Trotz des US-Rückzugs aus dem Land ist Moskau bereit, die Zusammenarbeit mit Washington und Peking sowie mit anderen Staaten fortzusetzen, die in der Lage sind, die Situation in Afghanistan zu beeinflussen. Der Minister teilte mit, dass sich Iran und Indien in Zukunft einem sogenannten "Troika-Format" zu Afghanistan anschließen könnten.

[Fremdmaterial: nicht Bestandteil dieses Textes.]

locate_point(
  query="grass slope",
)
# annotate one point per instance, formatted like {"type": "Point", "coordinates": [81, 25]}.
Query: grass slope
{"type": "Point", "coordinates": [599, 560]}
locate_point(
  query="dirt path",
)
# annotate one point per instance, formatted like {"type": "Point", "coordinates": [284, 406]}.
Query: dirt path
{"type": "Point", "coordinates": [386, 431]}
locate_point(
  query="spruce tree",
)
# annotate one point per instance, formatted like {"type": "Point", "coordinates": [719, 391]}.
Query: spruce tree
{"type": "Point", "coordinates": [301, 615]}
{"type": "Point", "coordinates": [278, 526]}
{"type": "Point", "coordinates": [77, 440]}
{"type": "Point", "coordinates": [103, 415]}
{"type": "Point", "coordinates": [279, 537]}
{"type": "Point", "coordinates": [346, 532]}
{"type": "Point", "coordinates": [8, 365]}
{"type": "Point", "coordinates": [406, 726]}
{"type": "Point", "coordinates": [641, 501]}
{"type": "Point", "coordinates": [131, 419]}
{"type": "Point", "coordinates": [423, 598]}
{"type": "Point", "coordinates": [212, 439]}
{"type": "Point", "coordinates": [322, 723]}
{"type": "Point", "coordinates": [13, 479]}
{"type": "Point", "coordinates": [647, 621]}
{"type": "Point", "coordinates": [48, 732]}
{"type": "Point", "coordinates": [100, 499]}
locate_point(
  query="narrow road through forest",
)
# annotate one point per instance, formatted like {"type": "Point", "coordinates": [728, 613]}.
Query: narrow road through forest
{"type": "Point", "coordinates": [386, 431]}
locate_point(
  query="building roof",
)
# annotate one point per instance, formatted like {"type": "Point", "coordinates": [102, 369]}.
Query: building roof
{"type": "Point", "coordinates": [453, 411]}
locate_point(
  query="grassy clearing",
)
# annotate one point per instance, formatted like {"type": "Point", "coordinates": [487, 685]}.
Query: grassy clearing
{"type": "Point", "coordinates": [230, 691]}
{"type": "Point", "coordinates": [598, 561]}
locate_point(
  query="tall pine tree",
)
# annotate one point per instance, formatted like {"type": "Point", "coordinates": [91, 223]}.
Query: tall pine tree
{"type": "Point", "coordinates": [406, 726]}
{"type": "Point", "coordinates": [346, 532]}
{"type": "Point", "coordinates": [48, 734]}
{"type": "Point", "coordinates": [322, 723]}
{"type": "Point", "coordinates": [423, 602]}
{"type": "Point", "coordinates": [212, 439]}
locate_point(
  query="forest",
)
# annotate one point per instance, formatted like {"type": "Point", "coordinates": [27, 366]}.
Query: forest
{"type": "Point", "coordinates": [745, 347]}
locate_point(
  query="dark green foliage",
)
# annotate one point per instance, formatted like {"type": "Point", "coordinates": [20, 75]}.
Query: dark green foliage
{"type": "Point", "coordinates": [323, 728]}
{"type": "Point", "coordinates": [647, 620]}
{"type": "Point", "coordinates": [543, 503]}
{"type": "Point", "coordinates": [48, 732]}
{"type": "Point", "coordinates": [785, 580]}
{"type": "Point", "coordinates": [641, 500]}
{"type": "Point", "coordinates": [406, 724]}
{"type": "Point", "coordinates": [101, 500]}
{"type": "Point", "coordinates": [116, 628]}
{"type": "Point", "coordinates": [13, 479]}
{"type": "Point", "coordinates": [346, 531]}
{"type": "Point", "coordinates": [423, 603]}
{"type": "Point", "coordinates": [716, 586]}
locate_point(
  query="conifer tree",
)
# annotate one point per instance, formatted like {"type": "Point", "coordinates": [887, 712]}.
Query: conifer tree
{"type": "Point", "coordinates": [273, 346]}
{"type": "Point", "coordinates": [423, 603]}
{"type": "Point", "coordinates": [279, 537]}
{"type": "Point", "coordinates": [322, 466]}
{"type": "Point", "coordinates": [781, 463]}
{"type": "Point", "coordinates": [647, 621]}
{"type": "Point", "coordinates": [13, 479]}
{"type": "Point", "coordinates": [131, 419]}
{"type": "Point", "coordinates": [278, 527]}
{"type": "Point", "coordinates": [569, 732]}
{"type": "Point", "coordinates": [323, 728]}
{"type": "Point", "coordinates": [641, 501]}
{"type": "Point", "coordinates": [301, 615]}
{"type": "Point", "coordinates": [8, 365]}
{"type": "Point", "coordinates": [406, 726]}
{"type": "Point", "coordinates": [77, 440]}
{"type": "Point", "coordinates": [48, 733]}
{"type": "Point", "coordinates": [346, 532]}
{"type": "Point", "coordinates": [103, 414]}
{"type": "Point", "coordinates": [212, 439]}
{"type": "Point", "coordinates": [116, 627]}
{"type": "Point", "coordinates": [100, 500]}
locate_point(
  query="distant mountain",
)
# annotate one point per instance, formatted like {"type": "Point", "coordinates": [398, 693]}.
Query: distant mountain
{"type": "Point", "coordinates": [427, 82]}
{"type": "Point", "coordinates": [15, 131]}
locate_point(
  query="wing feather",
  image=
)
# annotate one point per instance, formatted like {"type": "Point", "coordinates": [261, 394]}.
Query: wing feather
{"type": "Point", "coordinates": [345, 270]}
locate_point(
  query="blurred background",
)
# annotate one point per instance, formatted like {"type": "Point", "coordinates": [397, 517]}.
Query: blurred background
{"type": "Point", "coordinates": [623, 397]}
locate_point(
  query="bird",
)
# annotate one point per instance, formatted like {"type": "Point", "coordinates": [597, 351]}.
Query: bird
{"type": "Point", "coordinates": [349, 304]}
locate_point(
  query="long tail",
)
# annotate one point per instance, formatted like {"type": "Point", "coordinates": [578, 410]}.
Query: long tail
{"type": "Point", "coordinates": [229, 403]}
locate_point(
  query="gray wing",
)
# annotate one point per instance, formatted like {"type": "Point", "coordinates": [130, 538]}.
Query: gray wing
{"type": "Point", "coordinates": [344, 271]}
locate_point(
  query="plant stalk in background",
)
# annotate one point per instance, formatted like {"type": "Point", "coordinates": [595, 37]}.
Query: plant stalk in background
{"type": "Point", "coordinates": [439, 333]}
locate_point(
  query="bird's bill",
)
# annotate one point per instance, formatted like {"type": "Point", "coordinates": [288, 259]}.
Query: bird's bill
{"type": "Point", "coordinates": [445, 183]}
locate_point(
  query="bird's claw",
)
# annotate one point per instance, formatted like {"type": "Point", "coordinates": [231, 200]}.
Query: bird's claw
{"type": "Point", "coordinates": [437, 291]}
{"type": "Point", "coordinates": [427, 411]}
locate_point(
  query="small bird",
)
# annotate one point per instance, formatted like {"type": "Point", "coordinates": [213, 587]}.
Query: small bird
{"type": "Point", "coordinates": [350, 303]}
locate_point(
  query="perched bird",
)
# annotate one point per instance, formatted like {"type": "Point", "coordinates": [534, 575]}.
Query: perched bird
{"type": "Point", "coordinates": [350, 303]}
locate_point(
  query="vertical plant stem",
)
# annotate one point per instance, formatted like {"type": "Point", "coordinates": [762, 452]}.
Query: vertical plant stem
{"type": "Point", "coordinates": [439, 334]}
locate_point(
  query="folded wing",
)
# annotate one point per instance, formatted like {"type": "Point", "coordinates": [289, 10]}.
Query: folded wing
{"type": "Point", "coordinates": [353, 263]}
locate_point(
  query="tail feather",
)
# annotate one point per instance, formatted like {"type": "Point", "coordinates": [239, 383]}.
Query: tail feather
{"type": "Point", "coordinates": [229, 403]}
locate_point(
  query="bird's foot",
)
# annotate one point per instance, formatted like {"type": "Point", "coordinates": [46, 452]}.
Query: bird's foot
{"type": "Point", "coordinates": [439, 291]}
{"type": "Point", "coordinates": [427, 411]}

Lawrow betonte, dass Russland kein Interesse daran habe, dass in Afghanistan ein Chaos ausbreche, nicht nur, weil es auf die Nachbarländer übergreifen könnte, sondern auch, weil es dem afghanischen Volk alles Gute wünsche. Der Minister fügte hinzu, dass, um Frieden im Land zu erreichen, alle Parteien am Verhandlungstisch sitzen müssen, einschließlich der Taliban, die kürzlich Moskau besuchten, um die Situation in Afghanistan nach dem US-Abzug zu besprechen. Lawrow erklärte:
"Wir arbeiten jetzt nicht daran, dass eine Kraft in Afghanistan eine andere überwältigt, denn das wird eine sehr instabile, fragile und vorübergehende Lösung sein. (…) Alle unsere Bemühungen zielen darauf ab, einen Dialog zu gewährleisten, der schließlich zu einer politischen Lösung führen soll und alle politischen, ethnischen und anderen Gruppen in Afghanistan einschließt."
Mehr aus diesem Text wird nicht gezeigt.